Nigeria eased curbs on foreign-exchange trading less than a week after JPMorgan Chase & Co. said it may remove the country’s debt from some indexes because of a liquidity crunch.

The maximum net open position banks can hold at the end of each trading day was raised to 0.5 percent of shareholders’ funds from 0.1 percent, the Abuja-based Central Bank of Nigeria said on its website. The limit was 1 percent until last month, when the regulator ordered banks to clear positions daily. The latest measures failed to buoy the currency, which fell as much as 1.2 percent, heading for a record low on a closing basis.

“This will not necessarily help the naira’s exchange rate,” Gareth Brickman, an Africa analyst at ETM Analytics in Johannesburg, said in an e-mailed note on Thursday. Money leaving the country is weighing on the currency, he said.

JPMorgan Chase & Co. placed Nigeria on Index Watch Negative on Jan. 16 for its GBI-EM local-currency emerging-market indexes, against which about $220 billion is benchmarked, citing the drop in volumes on currency and bond markets that followed the central bank’s move last month. The New York-based lender said it will assess Nigeria’s local markets over the next three to five months.

Naira Weakness

The naira weakened 0.2 percent to 189.85 per dollar as of 1:45 p.m. in Lagos, extending losses over the past three months to 13 percent, the most among 24 African currencies tracked by Bloomberg. Yields on naira bonds due 2024 fell one basis point to 15.56 percent, the lowest on a closing basis in a week, according to data compiled by Bloomberg.

Loosening trading restrictions “means we’ll probably see increased liquidity and willingness among banks to act as market-makers,” Ayodele Salami, who oversees about $200 million of Nigerian equities as chief investment officer of Duet Asset Management Ltd., said by phone from London. “It will certainly help.”

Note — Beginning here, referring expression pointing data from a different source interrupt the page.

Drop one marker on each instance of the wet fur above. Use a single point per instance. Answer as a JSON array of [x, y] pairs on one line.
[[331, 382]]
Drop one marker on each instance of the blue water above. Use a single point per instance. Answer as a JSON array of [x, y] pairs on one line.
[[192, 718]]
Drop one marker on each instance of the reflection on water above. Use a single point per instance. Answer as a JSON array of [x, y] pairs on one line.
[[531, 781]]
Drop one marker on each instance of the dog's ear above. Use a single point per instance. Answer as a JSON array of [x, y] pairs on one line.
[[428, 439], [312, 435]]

Africa’s biggest oil producer is struggling to cope with crude prices that plunged by more than half in the past six months. Policy makers have responded by devaluing the currency, increasing interest rates to a record 13 percent and proposing spending cuts.

The Central Bank of Nigeria announced other steps Wednesday to defend the currency. It said foreign exchange bought at twice-weekly auctions and on the interbank market can only be used for “funding of letters of credit, bills for collection and other invisible transactions,” with bureaux de change no longer allowed access.

‘Reserves Bleeding’

“The CBN is trying to keep dollars contained within the banking system to prevent reserves bleeding,” ETM’s Brickman said. The nation’s foreign-exchange reserves have declined 20 percent over the past year.

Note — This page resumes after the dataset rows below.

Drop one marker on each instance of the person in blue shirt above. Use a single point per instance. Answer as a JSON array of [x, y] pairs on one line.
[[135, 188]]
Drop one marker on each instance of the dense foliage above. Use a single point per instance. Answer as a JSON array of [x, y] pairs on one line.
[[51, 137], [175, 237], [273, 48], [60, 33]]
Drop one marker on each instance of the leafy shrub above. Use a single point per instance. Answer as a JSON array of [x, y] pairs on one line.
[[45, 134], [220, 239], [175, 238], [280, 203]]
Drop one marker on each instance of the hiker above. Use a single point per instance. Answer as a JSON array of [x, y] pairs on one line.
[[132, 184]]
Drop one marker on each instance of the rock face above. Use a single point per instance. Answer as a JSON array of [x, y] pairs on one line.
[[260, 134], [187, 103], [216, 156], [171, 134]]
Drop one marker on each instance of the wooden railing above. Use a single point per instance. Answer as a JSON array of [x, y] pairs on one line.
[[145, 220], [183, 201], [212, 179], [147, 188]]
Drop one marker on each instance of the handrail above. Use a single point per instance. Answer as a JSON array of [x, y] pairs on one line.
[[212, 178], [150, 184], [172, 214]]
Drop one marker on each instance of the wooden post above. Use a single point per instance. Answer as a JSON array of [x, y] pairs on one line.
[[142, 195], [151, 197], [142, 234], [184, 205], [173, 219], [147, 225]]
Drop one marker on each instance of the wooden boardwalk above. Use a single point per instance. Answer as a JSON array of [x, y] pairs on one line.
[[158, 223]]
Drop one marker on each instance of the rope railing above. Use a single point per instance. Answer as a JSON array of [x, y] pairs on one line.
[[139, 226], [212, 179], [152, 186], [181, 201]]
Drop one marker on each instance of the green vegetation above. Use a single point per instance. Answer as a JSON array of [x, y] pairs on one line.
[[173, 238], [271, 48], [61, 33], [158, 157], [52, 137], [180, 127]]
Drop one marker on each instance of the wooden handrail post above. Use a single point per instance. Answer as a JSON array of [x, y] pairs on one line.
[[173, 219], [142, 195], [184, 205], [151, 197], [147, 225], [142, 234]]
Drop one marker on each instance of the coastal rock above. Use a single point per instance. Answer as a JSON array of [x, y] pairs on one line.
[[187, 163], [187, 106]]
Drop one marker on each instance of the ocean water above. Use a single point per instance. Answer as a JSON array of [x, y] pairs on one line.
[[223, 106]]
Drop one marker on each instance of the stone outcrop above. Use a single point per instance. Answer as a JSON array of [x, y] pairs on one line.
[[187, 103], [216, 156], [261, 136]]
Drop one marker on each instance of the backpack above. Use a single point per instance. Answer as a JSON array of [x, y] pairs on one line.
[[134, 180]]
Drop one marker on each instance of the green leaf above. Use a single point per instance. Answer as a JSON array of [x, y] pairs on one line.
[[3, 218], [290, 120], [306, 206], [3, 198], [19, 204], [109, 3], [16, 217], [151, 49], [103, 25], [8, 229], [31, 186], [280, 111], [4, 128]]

Steps by the central bank follow an agreement between currency traders in Lagos earlier on Wednesday that dealing be curtailed should the currency fluctuate more than 2 percent against the dollar a day.

Slowing down currency trades will help moderate movements and give policy makers time to identify why demand has increased before intervening with dollars, a person familiar with the talks said, asking not to be identified because parts of the discussions were private.

Trading halts “might work temporarily,” Babatunde Odunsi, a fixed-income trader at Skye Bank Plc, said by phone from Lagos before the central bank’s latest measures were announced. “But it won’t address the problem of liquidity in the system.”

The central bank’s increase in the limit from zero to 0.1 percent on Jan. 12 failed to boost trading.

Keeping the maximum net open position at 0.1 percent may have resulted in a continued lack of trading, which “could have forced JPMorgan’s hand,” Duet Asset’s Salami said. While the latest steps “help in addressing in some of the concerns JPMorgan had,” if liquidity still doesn’t improve the central bank “may have to go back and raise it to 1 percent,” he said.